Plaque rupture leads to exposure of blood with the necrotic core that is rich with erythrocytes and highly thrombogenic material leading to clot formation. Plaque rupture represents the most common cause for occurrence of thrombosis (Bentzon et al, 2014). This might be associated with acute coronary syndromes and myocardial infarction. The occlusive and sustained thrombosis often accompanies cases of ESTMI; however, in non- ESTMI, the thrombus is often dynamic and does not clog the vessel or is even absent (Davies, 2000). 

Classification of Myocardial Infarction

There are generally two MI categories; MI with elevation or non-elevation of ST-segment in electrocardiogram (ECG) known as STEMI and STEMI respectively. This classification is usually adopted for patients with chest ischemic manifestations in order to sake immediate management including reperfusion therapy. However, there is another classification made according to international consensus into 5 categories (Thygesen et al, 2018). These include the followings:

Type 1 “spontaneous MI”

This type MI is associated with atherosclerotic plaque disruption such as rupture, erosion, fissuring or dissection (Fig. 2). It may be complicated by intraluminal thrombosis and distal emboli. There may also be intraplaque hemorrhage through surface disruption of plaque cap (Falk et al, 2013; Bentzon et al, 2014).

Figure 2: Diagrams showing coronary plaque rupture and thrombosis “type 1 MI”.

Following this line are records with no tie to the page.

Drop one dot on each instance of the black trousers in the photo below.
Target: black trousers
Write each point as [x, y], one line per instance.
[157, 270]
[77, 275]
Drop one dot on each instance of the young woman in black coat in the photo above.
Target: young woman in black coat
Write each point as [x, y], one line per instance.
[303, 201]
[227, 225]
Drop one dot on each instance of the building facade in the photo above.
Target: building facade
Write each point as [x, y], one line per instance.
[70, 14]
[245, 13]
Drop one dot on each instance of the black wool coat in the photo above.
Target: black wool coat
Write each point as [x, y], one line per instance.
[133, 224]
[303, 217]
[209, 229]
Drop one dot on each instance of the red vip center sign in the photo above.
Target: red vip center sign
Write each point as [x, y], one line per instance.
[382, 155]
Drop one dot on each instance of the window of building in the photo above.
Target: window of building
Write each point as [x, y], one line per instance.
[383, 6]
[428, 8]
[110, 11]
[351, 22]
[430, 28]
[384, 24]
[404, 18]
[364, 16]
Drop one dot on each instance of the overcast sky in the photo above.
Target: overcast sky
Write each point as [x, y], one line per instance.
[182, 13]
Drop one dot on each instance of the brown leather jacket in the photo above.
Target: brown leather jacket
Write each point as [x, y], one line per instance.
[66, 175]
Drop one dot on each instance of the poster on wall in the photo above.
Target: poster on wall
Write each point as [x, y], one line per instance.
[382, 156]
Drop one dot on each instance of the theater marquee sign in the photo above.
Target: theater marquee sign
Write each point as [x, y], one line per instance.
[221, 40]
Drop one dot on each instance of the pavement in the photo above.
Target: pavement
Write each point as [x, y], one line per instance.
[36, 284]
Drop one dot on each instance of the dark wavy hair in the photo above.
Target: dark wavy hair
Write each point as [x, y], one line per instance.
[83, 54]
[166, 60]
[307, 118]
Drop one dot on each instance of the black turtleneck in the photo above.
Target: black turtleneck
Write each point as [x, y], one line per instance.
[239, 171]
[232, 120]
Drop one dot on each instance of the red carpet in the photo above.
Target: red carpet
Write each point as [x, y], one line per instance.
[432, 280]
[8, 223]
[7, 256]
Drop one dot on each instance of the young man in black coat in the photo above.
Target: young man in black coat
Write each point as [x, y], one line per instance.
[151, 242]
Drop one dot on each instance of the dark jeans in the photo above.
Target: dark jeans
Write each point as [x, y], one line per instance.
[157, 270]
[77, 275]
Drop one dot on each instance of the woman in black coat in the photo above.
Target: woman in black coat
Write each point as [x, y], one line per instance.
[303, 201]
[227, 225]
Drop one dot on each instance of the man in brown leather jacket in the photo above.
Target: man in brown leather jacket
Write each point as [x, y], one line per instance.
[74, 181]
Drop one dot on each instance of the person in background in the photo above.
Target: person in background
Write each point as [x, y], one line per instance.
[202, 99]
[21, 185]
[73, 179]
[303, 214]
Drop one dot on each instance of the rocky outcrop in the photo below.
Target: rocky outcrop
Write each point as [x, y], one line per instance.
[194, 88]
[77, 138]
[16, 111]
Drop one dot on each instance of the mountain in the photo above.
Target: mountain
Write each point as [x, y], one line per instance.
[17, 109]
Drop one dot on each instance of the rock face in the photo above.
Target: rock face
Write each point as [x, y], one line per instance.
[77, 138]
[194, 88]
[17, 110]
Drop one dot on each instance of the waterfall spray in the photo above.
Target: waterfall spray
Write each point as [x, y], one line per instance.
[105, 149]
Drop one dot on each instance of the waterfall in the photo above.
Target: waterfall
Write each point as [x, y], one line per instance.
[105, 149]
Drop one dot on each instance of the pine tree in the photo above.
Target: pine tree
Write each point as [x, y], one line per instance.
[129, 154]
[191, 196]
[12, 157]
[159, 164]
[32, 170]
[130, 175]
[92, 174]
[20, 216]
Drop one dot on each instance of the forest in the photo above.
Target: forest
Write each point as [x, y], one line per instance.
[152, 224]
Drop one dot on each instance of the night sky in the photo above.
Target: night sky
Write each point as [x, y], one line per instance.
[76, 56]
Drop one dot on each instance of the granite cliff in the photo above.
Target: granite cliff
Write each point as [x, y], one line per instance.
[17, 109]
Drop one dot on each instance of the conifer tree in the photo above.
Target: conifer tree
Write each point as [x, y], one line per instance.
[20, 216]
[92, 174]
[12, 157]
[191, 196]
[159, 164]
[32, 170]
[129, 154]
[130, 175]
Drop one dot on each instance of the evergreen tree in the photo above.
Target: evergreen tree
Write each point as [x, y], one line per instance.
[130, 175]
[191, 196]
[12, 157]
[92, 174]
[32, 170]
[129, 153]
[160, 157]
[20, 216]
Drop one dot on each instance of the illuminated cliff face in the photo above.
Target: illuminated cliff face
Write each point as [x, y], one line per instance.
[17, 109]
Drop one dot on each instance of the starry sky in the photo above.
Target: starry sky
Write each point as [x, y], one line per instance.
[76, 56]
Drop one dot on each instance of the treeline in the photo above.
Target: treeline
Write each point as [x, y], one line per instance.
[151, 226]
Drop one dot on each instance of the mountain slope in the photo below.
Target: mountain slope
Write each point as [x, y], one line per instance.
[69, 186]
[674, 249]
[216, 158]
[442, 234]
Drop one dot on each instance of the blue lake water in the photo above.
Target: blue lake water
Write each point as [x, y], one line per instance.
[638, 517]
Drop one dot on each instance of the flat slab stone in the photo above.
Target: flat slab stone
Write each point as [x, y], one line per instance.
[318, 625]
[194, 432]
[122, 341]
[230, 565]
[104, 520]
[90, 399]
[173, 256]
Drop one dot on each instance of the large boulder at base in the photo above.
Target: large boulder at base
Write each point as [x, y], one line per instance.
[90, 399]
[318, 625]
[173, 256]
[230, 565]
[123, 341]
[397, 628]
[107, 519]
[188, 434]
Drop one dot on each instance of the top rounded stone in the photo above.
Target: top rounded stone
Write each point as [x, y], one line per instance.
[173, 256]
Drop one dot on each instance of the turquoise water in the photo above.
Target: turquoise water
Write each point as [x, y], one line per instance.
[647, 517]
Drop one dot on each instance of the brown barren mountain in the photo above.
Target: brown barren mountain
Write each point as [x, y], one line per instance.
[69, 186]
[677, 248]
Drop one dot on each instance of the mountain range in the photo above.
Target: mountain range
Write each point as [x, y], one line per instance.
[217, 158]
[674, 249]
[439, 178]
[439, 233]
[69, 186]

Type 2 “ischemic-related MI”

This myocardial infarction is associated with myocardial ischemia. It is caused by an imbalance between supply and demand for O2 to the heart muscle (Chapman et al, 2017). Cases of decreased blood supply include shock, defined by hypotension below 90 mm Hg associated with organ dysfunctions’ signs. They also include anemia with hemoglobin less than 5.0 mmol/L, respiratory failure, bradycardia, arrhythmia and coronary artery spasm, dissection or atherosclerosis. On the other hand, increased demands occur in conditions such as tachycardia of twenty minutes or more, and hypertension of systolic pressure over 160 mm Hg associated with ventricular hypertrophy (Fig. 3) (Saaby et al, 2013; DeFilippis et al, 2019). 

Figure 3: Diagrams show some causes for type

Type 3 “sudden unexpected cardiac death without cardiac biomarkers’ evidence”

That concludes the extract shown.